Türkiye'nin füze alım ihalesinde şu şirketler yarışıyordu: Raytheon-Lockheed Martin ortaklığı (ABD - Patriot füzesi), Rosoboronexport (Rusya - S400 füzesi), CPMIEC (Çin - HQ9 füzesi) ve Eurosam (İtalya-Fransa ortaklığı - SAMP/T Aster 30 füzesi). NATO, Temmuz 2011'de Türkiye'yi tehdit etmişti: "Rus veya Çinliler'den füze alırsanız, sizinle balistik füze istihbaratı paylaşımını durdururuz!"

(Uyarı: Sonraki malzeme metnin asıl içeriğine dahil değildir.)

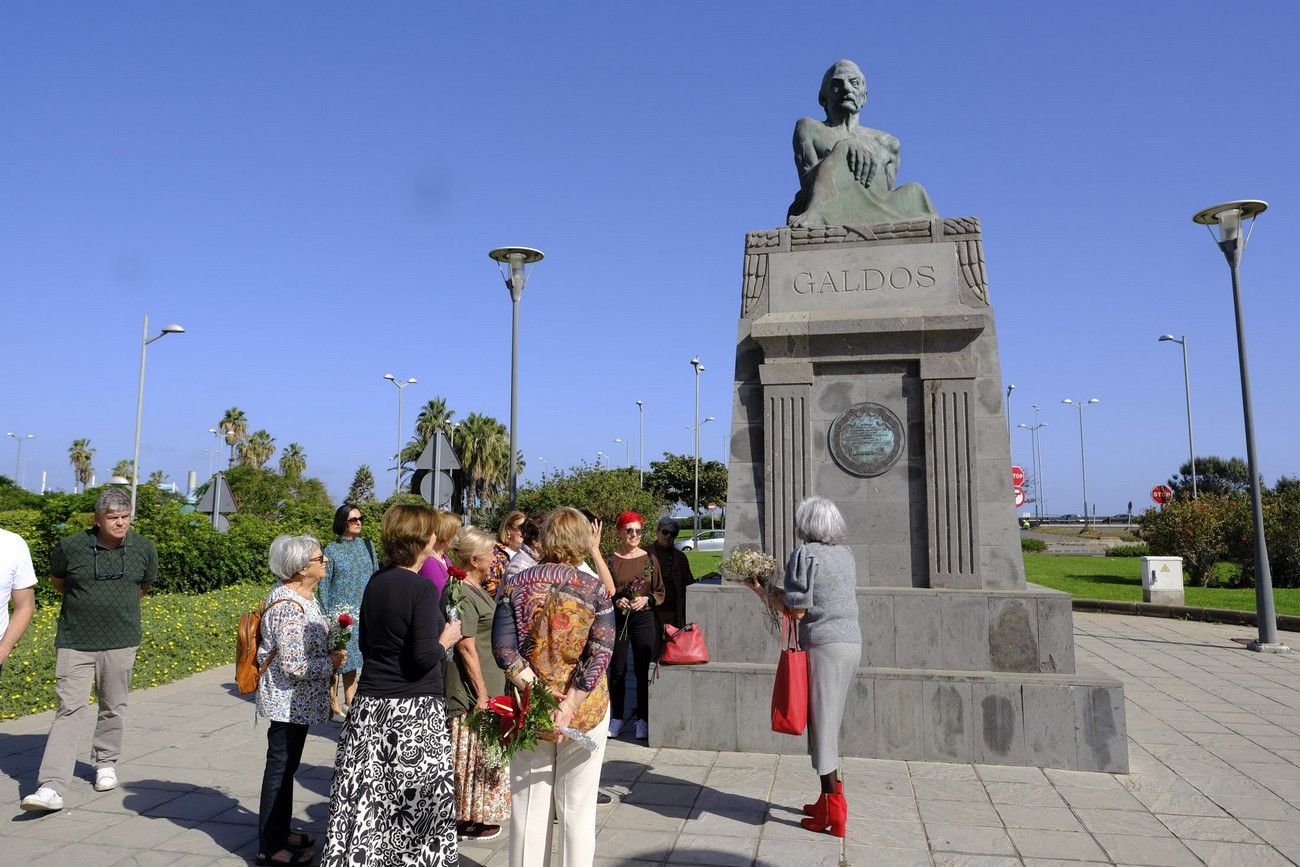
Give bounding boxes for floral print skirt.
[447,714,510,825]
[320,695,458,867]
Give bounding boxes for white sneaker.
[95,768,117,792]
[21,785,64,812]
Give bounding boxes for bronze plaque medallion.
[827,403,907,478]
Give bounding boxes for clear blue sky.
[0,3,1300,513]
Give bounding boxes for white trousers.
[510,711,610,867]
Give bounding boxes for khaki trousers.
[36,647,137,794]
[510,711,610,867]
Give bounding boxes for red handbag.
[659,623,709,666]
[772,617,809,734]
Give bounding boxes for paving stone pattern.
[0,614,1300,867]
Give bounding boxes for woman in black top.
[321,506,460,867]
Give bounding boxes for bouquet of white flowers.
[718,549,780,632]
[718,549,777,585]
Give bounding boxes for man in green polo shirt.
[22,487,159,812]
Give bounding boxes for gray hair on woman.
[267,536,321,581]
[794,497,849,545]
[95,487,131,515]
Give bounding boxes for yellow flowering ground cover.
[0,584,269,720]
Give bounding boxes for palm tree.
[415,398,456,442]
[402,398,456,475]
[68,439,95,489]
[347,464,374,503]
[239,429,276,469]
[217,407,248,467]
[458,412,510,512]
[217,407,248,467]
[280,442,307,485]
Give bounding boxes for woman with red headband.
[608,512,664,741]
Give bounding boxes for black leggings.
[610,608,659,721]
[257,723,307,855]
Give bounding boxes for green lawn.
[1024,554,1300,615]
[0,551,1300,720]
[0,584,270,720]
[686,551,723,578]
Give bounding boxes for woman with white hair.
[749,497,862,837]
[257,536,347,864]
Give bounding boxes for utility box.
[1141,556,1184,606]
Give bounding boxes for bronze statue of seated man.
[787,60,939,226]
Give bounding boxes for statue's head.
[818,60,867,121]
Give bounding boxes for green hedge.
[0,485,384,604]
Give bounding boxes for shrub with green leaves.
[0,580,272,720]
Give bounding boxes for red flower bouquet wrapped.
[329,611,356,650]
[469,680,560,767]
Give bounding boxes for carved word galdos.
[794,265,935,295]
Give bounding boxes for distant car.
[680,530,727,551]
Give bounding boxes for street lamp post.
[1015,418,1048,517]
[384,373,419,494]
[5,430,36,487]
[637,400,646,487]
[131,321,185,517]
[204,428,225,478]
[1061,398,1101,526]
[690,355,705,536]
[488,247,542,508]
[1192,199,1290,653]
[1160,334,1196,499]
[1006,382,1015,452]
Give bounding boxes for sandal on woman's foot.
[255,849,316,867]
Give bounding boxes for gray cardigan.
[785,542,862,650]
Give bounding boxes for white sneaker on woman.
[20,785,64,812]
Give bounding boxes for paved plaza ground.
[0,614,1300,867]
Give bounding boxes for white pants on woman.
[510,711,610,867]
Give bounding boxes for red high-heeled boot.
[800,794,849,837]
[803,780,844,816]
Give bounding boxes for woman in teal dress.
[320,503,380,714]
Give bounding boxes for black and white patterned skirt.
[321,695,458,867]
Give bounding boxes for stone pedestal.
[650,218,1128,771]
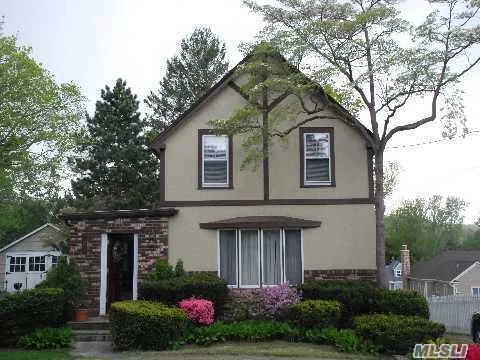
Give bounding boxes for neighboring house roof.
[385,260,402,281]
[411,250,480,281]
[150,49,372,153]
[200,216,321,229]
[0,223,62,253]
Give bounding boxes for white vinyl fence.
[427,295,480,334]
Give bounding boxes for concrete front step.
[68,318,110,330]
[73,330,112,341]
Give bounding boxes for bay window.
[218,229,303,288]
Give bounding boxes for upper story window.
[198,129,232,189]
[300,127,335,187]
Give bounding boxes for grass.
[171,341,378,360]
[0,349,73,360]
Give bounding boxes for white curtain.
[263,230,282,285]
[285,230,302,284]
[220,230,237,285]
[240,230,260,286]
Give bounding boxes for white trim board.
[0,223,63,253]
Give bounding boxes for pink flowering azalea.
[178,297,215,325]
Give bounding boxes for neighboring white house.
[385,260,403,290]
[0,223,66,292]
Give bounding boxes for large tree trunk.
[375,149,387,286]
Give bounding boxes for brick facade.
[304,269,377,281]
[69,216,168,316]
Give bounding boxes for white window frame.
[217,228,305,289]
[201,134,230,188]
[303,131,332,186]
[217,229,239,288]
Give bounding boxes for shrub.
[186,320,302,346]
[300,280,379,326]
[221,289,266,323]
[37,256,87,321]
[304,328,379,354]
[285,300,342,329]
[354,314,445,355]
[0,288,65,345]
[110,301,190,350]
[375,289,429,319]
[139,273,228,314]
[178,297,215,325]
[264,283,300,318]
[19,328,73,350]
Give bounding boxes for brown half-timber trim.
[161,198,374,207]
[197,129,233,190]
[367,147,375,202]
[200,216,322,230]
[298,127,336,188]
[59,207,178,220]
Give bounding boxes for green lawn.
[0,349,73,360]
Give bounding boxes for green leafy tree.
[385,195,466,260]
[72,79,159,209]
[145,27,228,132]
[214,0,480,284]
[0,36,84,201]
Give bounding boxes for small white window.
[303,133,332,185]
[10,256,27,272]
[202,135,229,187]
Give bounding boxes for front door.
[107,234,134,310]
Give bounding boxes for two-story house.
[63,52,376,314]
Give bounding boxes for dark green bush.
[0,288,65,345]
[300,280,429,327]
[110,301,190,350]
[139,273,228,315]
[37,256,87,321]
[18,327,73,350]
[304,328,379,354]
[300,280,380,326]
[280,300,342,329]
[375,289,429,319]
[354,314,445,355]
[186,320,303,346]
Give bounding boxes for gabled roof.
[0,223,63,253]
[411,250,480,281]
[150,49,372,153]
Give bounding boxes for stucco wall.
[168,205,375,271]
[0,226,66,289]
[456,264,480,296]
[165,86,368,201]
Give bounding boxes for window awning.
[200,216,322,230]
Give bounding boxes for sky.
[0,0,480,223]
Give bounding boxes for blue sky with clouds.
[0,0,480,222]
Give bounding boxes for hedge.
[282,300,342,329]
[354,314,445,355]
[300,280,429,326]
[0,288,65,345]
[109,300,190,350]
[139,273,229,314]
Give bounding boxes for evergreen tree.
[145,28,228,132]
[72,79,159,209]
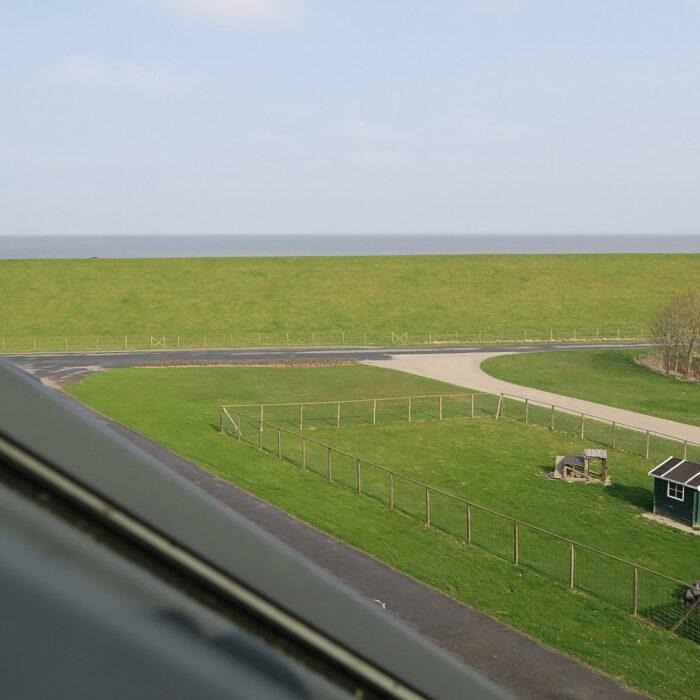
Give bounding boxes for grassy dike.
[0,254,700,339]
[481,350,700,425]
[67,365,698,698]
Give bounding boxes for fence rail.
[226,392,700,463]
[496,393,700,462]
[220,410,700,642]
[222,392,498,430]
[0,324,650,353]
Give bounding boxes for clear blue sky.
[0,0,700,235]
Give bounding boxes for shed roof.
[649,457,700,491]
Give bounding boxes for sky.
[0,0,700,235]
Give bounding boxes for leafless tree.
[651,287,700,379]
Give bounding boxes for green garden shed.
[649,457,700,527]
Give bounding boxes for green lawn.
[68,365,698,698]
[482,350,700,425]
[0,254,700,351]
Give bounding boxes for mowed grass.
[68,366,699,698]
[482,350,700,425]
[0,254,700,342]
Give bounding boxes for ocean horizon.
[0,234,700,259]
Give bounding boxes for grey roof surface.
[649,457,700,491]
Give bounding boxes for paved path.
[75,405,643,700]
[365,350,700,444]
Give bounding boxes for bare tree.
[651,287,700,379]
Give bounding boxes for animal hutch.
[549,448,610,484]
[649,457,700,527]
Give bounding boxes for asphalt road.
[4,343,651,386]
[6,343,647,700]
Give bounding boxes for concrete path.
[76,402,643,700]
[364,351,700,444]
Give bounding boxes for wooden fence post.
[467,503,472,546]
[569,542,576,591]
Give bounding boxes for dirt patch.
[641,513,700,535]
[133,357,358,369]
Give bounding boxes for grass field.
[482,350,700,425]
[69,365,698,698]
[0,254,700,349]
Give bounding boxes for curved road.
[6,344,660,700]
[366,350,700,444]
[5,343,651,386]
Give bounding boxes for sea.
[0,234,700,259]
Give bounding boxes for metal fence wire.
[495,393,700,462]
[220,410,700,643]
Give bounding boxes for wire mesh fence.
[495,394,700,462]
[0,324,650,353]
[222,393,498,430]
[220,410,700,643]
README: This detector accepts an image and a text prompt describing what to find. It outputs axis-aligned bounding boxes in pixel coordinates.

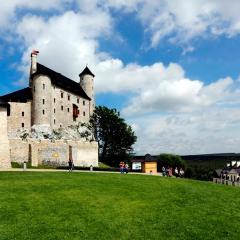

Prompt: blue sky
[0,0,240,154]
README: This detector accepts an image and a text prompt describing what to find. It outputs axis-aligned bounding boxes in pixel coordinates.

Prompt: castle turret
[30,51,52,126]
[79,66,95,115]
[30,50,39,74]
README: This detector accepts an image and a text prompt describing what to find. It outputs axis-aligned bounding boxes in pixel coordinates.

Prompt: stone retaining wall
[10,139,98,167]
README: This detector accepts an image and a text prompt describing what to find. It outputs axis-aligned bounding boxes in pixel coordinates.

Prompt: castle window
[73,104,79,121]
[7,104,11,116]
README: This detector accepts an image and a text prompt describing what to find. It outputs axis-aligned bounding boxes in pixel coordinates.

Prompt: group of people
[119,162,129,174]
[162,166,184,177]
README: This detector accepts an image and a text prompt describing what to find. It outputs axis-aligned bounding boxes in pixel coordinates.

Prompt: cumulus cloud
[0,0,240,154]
[130,107,240,155]
[101,0,240,49]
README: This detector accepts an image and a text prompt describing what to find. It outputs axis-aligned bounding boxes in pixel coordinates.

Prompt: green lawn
[0,172,240,240]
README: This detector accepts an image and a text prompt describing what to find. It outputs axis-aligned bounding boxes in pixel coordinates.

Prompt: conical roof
[79,66,95,77]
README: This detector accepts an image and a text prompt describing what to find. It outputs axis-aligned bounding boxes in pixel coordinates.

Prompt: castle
[0,51,98,166]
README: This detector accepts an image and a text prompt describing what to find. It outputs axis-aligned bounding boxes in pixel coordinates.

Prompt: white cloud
[0,0,240,154]
[131,107,240,155]
[100,0,240,47]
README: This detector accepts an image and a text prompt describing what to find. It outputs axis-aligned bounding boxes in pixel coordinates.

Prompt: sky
[0,0,240,155]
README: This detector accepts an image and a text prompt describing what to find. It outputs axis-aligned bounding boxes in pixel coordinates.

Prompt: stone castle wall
[80,74,95,115]
[9,138,30,163]
[7,102,31,133]
[0,106,11,168]
[32,75,91,129]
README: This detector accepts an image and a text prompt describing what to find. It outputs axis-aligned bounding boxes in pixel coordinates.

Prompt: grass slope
[0,172,240,240]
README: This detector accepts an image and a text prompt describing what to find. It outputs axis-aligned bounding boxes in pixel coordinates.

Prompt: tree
[88,106,137,166]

NATO bu şantajla ihaleyi Raytheon-Lockheed Martin ortaklığının ya da Eurosam'in kazanmasını sağlamaya çalışıyordu. İki yıl sonra, bugün, bu tehdit Türkiye tarafından çöpe atılmış görünüyor. Lockheed Martin’in Başkan Yardımcısı Michael Trotsky, NATO'nun iki yıl önceki tehdidini ihale açıklanmadan iki hafta önce yinelemişti:
“Eğer Türkiye, Çinlilerin teklifini kabul ederse, NATO sistemiyle entegrasyon çok zor olur. Rusya ve Çin için teknik olarak NATO sistemine uyumlu operasyon oldukça güç. Ancak hem Avrupa hem ABD’nin teklifleri NATO ile uyumlu operasyon imkânı sunuyor. Patriotların halihazırda bu özelliği var. NATO kapsamında çalışacaksak bunun nasıl olacağını biliyoruz. Avrupalılar da kendi sistemlerinin NATO’ya bağlı olacağı sözü verdiler. Ruslar ve Çinliler ise bunu yapamazlar."
Türkiye,
toplam proje bütçesini 4 Milyar Dolar olarak planladığı Türk-Uzun Menzilli Füze
Savunma Sistemi (T-LORAMIDS) ortak üretim ihalesini, China Precision Machinery
Import and Export Corparation (CPMIEC) adlı Çin devlet kuruluşunun 3 Milyar
Dolar bedel ile kazandığını açıkladı. Projenin en önemli özelliği %50 oranında
yerli üretimi de şart koşmasıydı. Proje kapsamında üretimi gerçekleştirilecek
Çin füze sistemi HQ-9, halen Çin ana kıtasının yüksek irtifa ve uzun menzilli
hava savunmasında kullanılan temel sistemi durumundaydı. Türkiye yüksek
irtifadan gelebilecek uçak ve helikopter türündeki tehditleri, F-16 savaş uçağı
kullanarak önleme gücüne sahipti, ama balistik füze ve uzun menzilden
yaklaşmakta olan seyir füzelerini engelleyemiyordu.
Türkiye’nin
%50 yerli üretim koşulunu kabul eden Çin’li
firmayı tercih etmesi, ABD’yi aşırı bir şekilde kaygılandırdı. ABD, Rusya,
Fransa-İtalya Ortaklığı, Türkiye’nin kendi çıkarlarını öne çıkaran yerli üretim
şartını kabul etmemişlerdi. Türkiye’nin kendi savunma araçlarını üretmesine
tahammül edemiyorlardı. Ancak Çin’in Türkiye ile stratejik bir düşmanlığı
olması, coğrafi nedenlerle de olsa yakın zamanda imkansızdı. Çin, bir partner
bulma heyecanı ile Türkiye’yi tanımayı seçmişti.
ABD
hükümetinin mâli olarak kapandığı gün, ABD Dışişleri Bakanlığı Sözcüsü Jen
Psaki, günlük basın toplantısında Türkiye'nin uzun menzilli füze savunma
sistemi ihalesinde Çin Halk Cumhuriyeti'nden CPMIEC firması ile sözleşme
görüşmelerine başlanılmasına karar vermesine yönelik soru üzerine, “Türk
hükümetine, NATO sistemleriyle veya kolektif savunma kapasitesiyle birlikte
çalışmayacak bir füze savunma sistemiyle ilgili olarak ABD’nin yaptırım
uyguladığı bir şirketle anlaşma görüşmelerine yönelik ciddi kaygılarımızı ilettik.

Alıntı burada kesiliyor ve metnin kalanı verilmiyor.